Api changes to mark cryptographic parameters are excluded/obsolete

abh1sar · abh1sar · commit 6f995fbc4a68 · 2025-12-04T21:36:21.000+05:30
diff --git a/api/src/main/java/org/apache/cloudstack/api/ApiConstants.java b/api/src/main/java/org/apache/cloudstack/api/ApiConstants.java
@@ -1194,6 +1194,10 @@ public class ApiConstants {
             "value will be applied.";
     public static final String VMWARE_DC = "vmwaredc";
 
+    public static final String VPN_CUSTOMER_GATEWAY_PARAMETERS = "vpncustomergatewayparameters";
+    public static final String CONTAINS_OBSOLETE_PARAMETERS = "containsobsoleteparameters";
+    public static final String CONTAINS_EXCLUDED_PARAMETERS = "containsexcludedparameters";
+
     /**
      * This enum specifies IO Drivers, each option controls specific policies on I/O.
      * Qemu guests support "threads" and "native" options Since 0.8.8 ; "io_uring" is supported Since 6.3.0 (QEMU 5.0).

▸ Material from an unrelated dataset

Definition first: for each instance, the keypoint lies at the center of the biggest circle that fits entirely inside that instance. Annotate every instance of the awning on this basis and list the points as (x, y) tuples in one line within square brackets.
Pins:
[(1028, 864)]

diff --git a/api/src/main/java/org/apache/cloudstack/api/command/user/config/ListCapabilitiesCmd.java b/api/src/main/java/org/apache/cloudstack/api/command/user/config/ListCapabilitiesCmd.java
@@ -74,6 +74,10 @@ public void execute() {
         response.setSharedFsVmMinRamSize((Integer)capabilities.get(ApiConstants.SHAREDFSVM_MIN_RAM_SIZE));
         response.setDynamicScalingEnabled((Boolean) capabilities.get(ApiConstants.DYNAMIC_SCALING_ENABLED));
         response.setAdditionalConfigEnabled((Boolean) capabilities.get(ApiConstants.ADDITONAL_CONFIG_ENABLED));
+        if (capabilities.containsKey(ApiConstants.VPN_CUSTOMER_GATEWAY_PARAMETERS)) {
+            Map<String, Object> vpnCustomerGatewayParameters = (Map<String, Object>) capabilities.get(ApiConstants.VPN_CUSTOMER_GATEWAY_PARAMETERS);
+            response.setVpnCustomerGatewayParameters(vpnCustomerGatewayParameters);
+        }
         response.setObjectName("capability");
         response.setResponseName(getCommandName());
         this.setResponseObject(response);
diff --git a/api/src/main/java/org/apache/cloudstack/api/response/CapabilitiesResponse.java b/api/src/main/java/org/apache/cloudstack/api/response/CapabilitiesResponse.java
@@ -16,6 +16,8 @@
 // under the License.
 package org.apache.cloudstack.api.response;
 
+import java.util.Map;
+
 import org.apache.cloudstack.api.ApiConstants;
 import org.apache.cloudstack.api.BaseResponse;
 
@@ -144,6 +146,10 @@ public class CapabilitiesResponse extends BaseResponse {
     @Param(description = "true if additional configurations or extraconfig can be passed to Instances", since = "4.20.2")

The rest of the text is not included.